Simulation of yttria hot cathode and radiative emissivity impact on its performances and the work function measurement

IF 3.8 2区材料科学 Q2 MATERIALS SCIENCE, MULTIDISCIPLINARY

Vacuum Pub Date : 2025-04-23 DOI:10.1016/j.vacuum.2025.114363

Audrey Mayrat , Quentin Rafhay , Claire Verrier , Jean-Luc Deschanvres

引用次数: 0

Abstract

—Despite the decline in their use after the advent of semiconductor devices, hot cathodes still find applications in specialized detectors and high-power systems. This paper focuses on the simulation of the thermal behavior of an oxide cathode (Y₂O₃), considering the variation in emissivity as a function of both material and temperature. Most previous studies on hot cathodes have overlooked the importance of radiative emissivity, a parameter that significantly affects thermal exchange, electronic emission and hence the measurement of the work function with a Richardson plot. Our results emphasize the need for a precise measurement of material emissivity to accurately assess cathode performance and enable fair comparisons between different cathode types.

查看原文本刊更多论文

钇热阴极模拟及辐射发射率对其性能和功函数测量的影响

尽管在半导体器件出现后，热阴极的使用有所减少，但热阴极仍然在专门的探测器和大功率系统中得到应用。本文着重于模拟氧化阴极（Y2O3）的热行为，考虑发射率的变化作为材料和温度的函数。以前对热阴极的大多数研究都忽略了辐射发射率的重要性，辐射发射率是一个显著影响热交换、电子发射以及用理查德森图测量功函数的参数。我们的结果强调需要精确测量材料发射率，以准确评估阴极性能，并使不同阴极类型之间的公平比较。

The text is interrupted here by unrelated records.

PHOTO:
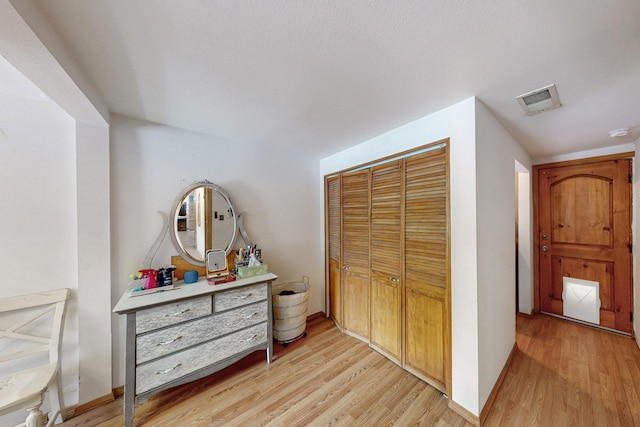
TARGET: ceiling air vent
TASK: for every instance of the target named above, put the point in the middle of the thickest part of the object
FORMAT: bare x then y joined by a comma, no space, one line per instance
539,100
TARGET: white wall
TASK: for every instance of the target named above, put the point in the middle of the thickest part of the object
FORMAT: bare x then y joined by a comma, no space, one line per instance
30,48
525,239
457,123
151,164
496,154
38,214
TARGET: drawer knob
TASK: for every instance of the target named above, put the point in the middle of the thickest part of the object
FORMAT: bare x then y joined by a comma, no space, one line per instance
169,342
178,313
164,371
250,339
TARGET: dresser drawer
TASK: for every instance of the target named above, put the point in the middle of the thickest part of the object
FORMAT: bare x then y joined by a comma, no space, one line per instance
169,340
175,366
238,297
170,314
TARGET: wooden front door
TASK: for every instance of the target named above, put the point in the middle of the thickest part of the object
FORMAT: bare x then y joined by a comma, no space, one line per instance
584,231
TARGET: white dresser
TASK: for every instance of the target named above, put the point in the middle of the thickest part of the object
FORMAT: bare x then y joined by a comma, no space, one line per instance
180,335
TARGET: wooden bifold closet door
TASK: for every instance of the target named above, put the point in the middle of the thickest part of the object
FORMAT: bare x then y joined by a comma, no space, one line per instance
388,282
426,271
386,258
355,252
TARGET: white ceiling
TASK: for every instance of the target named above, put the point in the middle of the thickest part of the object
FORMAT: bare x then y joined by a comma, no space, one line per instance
320,76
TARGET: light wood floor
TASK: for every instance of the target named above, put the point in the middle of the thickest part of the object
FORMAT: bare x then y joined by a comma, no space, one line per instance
562,374
567,374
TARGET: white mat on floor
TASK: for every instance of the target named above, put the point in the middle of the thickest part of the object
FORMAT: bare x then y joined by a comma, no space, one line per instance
581,299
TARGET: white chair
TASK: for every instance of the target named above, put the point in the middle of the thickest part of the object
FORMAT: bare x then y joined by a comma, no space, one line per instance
23,344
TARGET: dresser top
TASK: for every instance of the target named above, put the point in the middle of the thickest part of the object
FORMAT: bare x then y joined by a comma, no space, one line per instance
128,303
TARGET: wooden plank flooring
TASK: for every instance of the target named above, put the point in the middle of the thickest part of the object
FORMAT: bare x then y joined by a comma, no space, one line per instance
562,374
567,374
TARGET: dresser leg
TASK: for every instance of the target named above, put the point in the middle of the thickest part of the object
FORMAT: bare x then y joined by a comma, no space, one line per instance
130,370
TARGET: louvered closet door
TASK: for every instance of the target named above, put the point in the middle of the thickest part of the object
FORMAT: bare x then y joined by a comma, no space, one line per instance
355,252
386,258
333,227
426,248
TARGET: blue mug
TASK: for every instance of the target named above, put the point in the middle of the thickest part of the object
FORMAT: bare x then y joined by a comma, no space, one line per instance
190,276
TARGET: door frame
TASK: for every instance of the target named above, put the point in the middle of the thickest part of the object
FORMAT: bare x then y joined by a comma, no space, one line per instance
536,223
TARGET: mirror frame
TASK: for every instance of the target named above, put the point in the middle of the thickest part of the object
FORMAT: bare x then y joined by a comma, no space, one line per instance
175,209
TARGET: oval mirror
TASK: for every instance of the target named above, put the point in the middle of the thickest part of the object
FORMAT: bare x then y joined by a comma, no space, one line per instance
203,218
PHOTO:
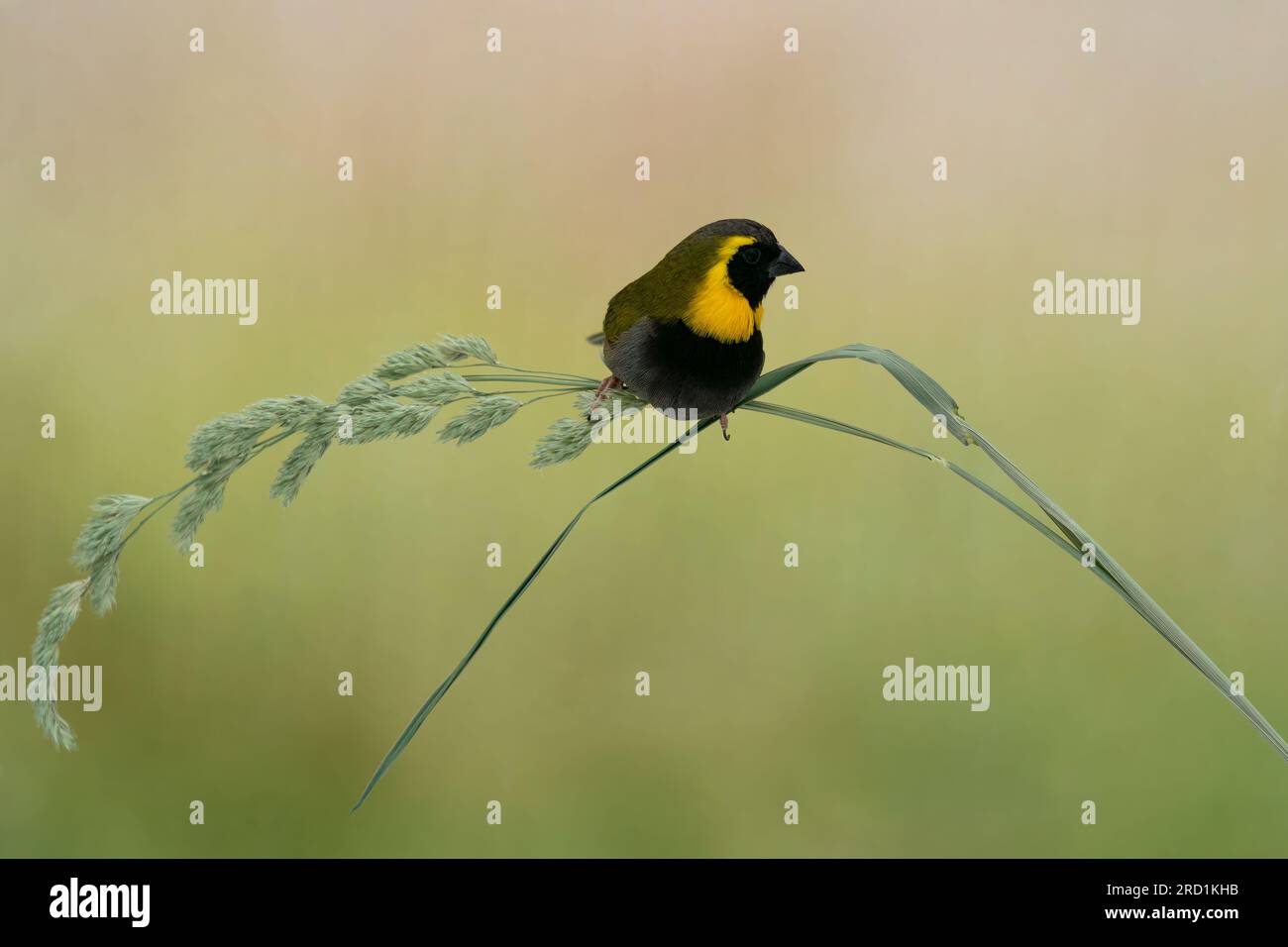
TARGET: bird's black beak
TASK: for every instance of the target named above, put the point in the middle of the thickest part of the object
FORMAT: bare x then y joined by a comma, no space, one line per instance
785,264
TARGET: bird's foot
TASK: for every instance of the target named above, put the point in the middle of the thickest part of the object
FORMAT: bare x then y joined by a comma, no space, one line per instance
604,386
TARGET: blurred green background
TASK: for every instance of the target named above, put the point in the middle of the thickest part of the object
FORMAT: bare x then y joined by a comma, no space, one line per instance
518,169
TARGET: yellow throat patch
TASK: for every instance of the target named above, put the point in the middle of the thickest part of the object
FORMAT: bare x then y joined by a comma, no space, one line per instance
717,309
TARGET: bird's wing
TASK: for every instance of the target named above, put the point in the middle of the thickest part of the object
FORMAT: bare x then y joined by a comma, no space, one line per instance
662,294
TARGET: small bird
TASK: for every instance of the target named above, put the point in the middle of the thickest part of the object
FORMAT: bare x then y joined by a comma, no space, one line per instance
687,334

本文章由计算机程序翻译，如有差异，请以英文原文为准。

求助全文

约1分钟内获得全文求助全文

来源期刊

Vacuum 工程技术-材料科学：综合

CiteScore

6.80

自引率

17.50%

发文量

审稿时长

34 days

期刊介绍： Vacuum is an international rapid publications journal with a focus on short communication. All papers are peer-reviewed, with the review process for short communication geared towards very fast turnaround times. The journal also published full research papers, thematic issues and selected papers from leading conferences. A report in Vacuum should represent a major advance in an area that involves a controlled environment at pressures of one atmosphere or below. The scope of the journal includes: 1. Vacuum; original developments in vacuum pumping and instrumentation, vacuum measurement, vacuum gas dynamics, gas-surface interactions, surface treatment for UHV applications and low outgassing, vacuum melting, sintering, and vacuum metrology. Technology and solutions for large-scale facilities (e.g., particle accelerators and fusion devices). New instrumentation ( e.g., detectors and electron microscopes). 2. Plasma science; advances in PVD, CVD, plasma-assisted CVD, ion sources, deposition processes and analysis. 3. Surface science; surface engineering, surface chemistry, surface analysis, crystal growth, ion-surface interactions and etching, nanometer-scale processing, surface modification. 4. Materials science; novel functional or structural materials. Metals, ceramics, and polymers. Experiments, simulations, and modelling for understanding structure-property relationships. Thin films and coatings. Nanostructures and ion implantation.